Benefits of Retaining Private Counsel

 The most striking advantage of retaining an attorney on your own is that you get to pick your attorney. This can create a dramatic difference in the outcome of a case for any number of reasons. Personalities often clash, and if a defendant can not work well with her attorney, the quality of the representation suffers. And, despite the fact that most public defenders are quite competent, the quality and skill of these lawyers can vary greatly; I know attorneys on the public defender list in my county who have excellent reputations and outstanding histories, but I also know of at least one attorney on that same list who always advises every client to take the first offer from the prosecution, no matter what it is.

Many people also feel more confident with privately-retained counsel. After all, the attorney was personally selected after a meeting where there was an opportunity to evaluate the qualities important to the client. Some defendants are more comfortable with new attorneys based on a belief that new attorneys are “hungrier” and more up-to-date on the latest events in the law, having recently graduated, and will charge less. Other defendants feel that older, more experienced lawyers offer better service (if at a higher price) and are more familiar with the individual judges and prosecutors involved in the case. Some defendants prefer an attorney from a similar background as themselves. Whatever the criteria, it is important that a defendant feel confident in her attorney’s ability to represent her and understand her as a human being.

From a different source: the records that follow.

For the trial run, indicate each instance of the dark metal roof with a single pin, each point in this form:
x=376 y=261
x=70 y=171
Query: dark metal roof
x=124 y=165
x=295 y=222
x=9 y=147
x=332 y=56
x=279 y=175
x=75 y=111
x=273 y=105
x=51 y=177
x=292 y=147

Similarly, privately-retained counsel may also put more time into a case. While appointed counsel will spend the time necessary to defend a case, the attorney will make the determination as to how much time is appropriate. A privately-retained attorney being paid on an hourly basis will spend as much time as you want on your case—even more than the attorney may think is necessary—as long as you are willing to pay for it. The extra time may or may not yield practical results, but if the client wants to investigate every possibility before making a decision, then privately-retained counsel will provide the best opportunity for that.
 

Remember: You Are Not Necessarily Committed

Whether you decide to retain counsel privately or ask for a public defender, you are not necessarily committed to this decision for the duration of your case. If you are unhappy with the counsel appointed to you, nothing prevents you from hiring an attorney on your own to take over the case. If you hire an attorney and discover that you cannot afford to pay him to go to trial, you can go back to the court and ask for appointed counsel. However, it is important that you make any such changes as early as possible in your case; substitution of counsel must be approved by the court, and judges tend to view last-minute changes as ploys to delay the trial. Even if a judge grants a motion to substitute attorneys on the eve of trial, it is unlikely that the trial will be adjourned. This means the new attorney will have less time to become familiar with the case, and reduce the effectiveness of the representation.

The most important thing to bear in mind when making this decision is how confident you are in your attorney’s ability to effectively represent you. When you are faced with the possibility of losing your liberty, you need to know you can trust the person by your side. If that means you have to spend money—even a considerable amount of money—then by all means, spend the money. Price should never be a bar to your freedom.